The respondents failed to build within the specified time and the developer applied to court for an order for transfer of the property to the developer. The developer was entitled to transfer against payment of the original purchase price of R560 000.00, but nevertheless offered to repay the full purchase price of R840 000.00, which the court called a “rather gracious gesture”.

The outcome:

The respondents raised the defence that the agreement to build within 9 months was in contravention of the provisions of the Consumer Protection Act 68 of 2008 (“the Act”) against unfair, unreasonable or unjust contract terms.

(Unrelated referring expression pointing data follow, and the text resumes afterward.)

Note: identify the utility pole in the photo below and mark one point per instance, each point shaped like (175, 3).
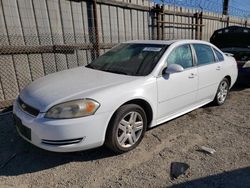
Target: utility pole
(225, 7)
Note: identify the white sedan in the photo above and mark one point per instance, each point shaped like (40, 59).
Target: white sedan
(113, 100)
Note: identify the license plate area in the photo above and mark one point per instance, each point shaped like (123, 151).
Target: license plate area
(24, 131)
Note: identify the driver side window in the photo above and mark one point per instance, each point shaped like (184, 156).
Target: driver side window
(181, 55)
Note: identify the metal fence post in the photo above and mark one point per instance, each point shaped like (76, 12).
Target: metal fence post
(97, 47)
(200, 17)
(196, 16)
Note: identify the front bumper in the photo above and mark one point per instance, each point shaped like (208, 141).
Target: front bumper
(244, 74)
(65, 135)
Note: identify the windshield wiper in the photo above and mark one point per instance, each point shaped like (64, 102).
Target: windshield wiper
(114, 71)
(90, 66)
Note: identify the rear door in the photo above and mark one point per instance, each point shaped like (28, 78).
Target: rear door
(209, 71)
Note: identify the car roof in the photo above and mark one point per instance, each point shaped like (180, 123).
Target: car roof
(166, 42)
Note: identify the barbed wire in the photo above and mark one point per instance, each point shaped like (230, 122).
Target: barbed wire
(208, 5)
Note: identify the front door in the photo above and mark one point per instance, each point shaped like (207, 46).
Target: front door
(177, 91)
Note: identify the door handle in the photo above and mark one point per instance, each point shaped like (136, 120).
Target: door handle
(192, 75)
(218, 68)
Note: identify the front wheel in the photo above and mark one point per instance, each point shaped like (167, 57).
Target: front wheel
(126, 128)
(222, 92)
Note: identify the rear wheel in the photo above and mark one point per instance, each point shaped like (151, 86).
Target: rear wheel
(126, 128)
(222, 92)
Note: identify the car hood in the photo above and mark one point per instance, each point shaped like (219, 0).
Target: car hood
(68, 85)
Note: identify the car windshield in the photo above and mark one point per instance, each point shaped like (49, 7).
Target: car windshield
(130, 59)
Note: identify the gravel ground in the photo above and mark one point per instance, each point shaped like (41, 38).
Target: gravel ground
(225, 128)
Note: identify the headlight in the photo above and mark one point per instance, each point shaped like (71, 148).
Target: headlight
(247, 65)
(73, 109)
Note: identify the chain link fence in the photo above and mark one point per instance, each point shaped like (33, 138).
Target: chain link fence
(40, 37)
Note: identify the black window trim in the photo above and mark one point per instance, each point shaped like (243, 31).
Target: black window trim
(192, 54)
(196, 59)
(217, 59)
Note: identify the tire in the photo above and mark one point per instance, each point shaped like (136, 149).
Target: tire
(123, 134)
(222, 92)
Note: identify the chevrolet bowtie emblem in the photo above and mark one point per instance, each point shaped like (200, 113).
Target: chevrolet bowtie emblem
(23, 106)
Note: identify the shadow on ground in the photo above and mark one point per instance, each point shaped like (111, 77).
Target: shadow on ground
(235, 178)
(20, 157)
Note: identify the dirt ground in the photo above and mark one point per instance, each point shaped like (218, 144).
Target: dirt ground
(225, 128)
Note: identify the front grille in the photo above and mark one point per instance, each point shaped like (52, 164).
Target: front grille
(27, 108)
(23, 130)
(62, 142)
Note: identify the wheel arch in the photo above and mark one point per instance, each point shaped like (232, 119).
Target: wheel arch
(229, 80)
(143, 104)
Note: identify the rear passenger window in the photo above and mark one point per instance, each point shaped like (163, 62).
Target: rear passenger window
(219, 55)
(204, 54)
(181, 55)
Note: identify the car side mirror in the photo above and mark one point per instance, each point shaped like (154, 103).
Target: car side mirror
(173, 68)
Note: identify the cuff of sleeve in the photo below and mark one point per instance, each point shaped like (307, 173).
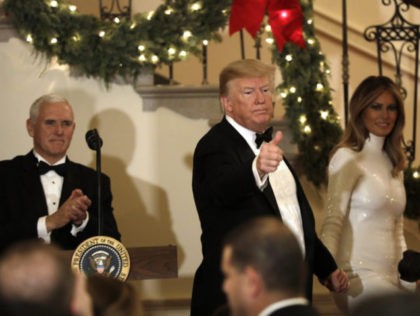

The court held that there was no such contravention, on the following grounds:

  1. There was no “transaction” as defined in the Act between the developer and the respondents: the respondents did not buy the property from the developer and the rights and obligation flowing from the agreement between them cannot be said to be “goods or services” supplied by the developer to the respondents.
  2. The agreement was not “unfair, unreasonable or unjust”: there was no suggestion that the respondents were coerced into signing the agreement – they understood what they were committing to; and that there was no suggestion that the Trust was not able to build within 9 months.

The respondents further raised the defence that the agreement was against public policy. The court rejected this argument on the basis that, in general, parties should comply with contractual obligations that had been freely and voluntarily undertaken.

The court ordered the respondents to retransfer the property to the developer. The respondents lost the vacant plot, all capital appreciation, and 3 years’ interest on the capital appreciation. The respondents also had to pay 75% of the legal costs of the developer.

Conclusion: It is important to consult a legal representative to understand all the potential consequences and to manage all the potential risks attached to an agreement of sale.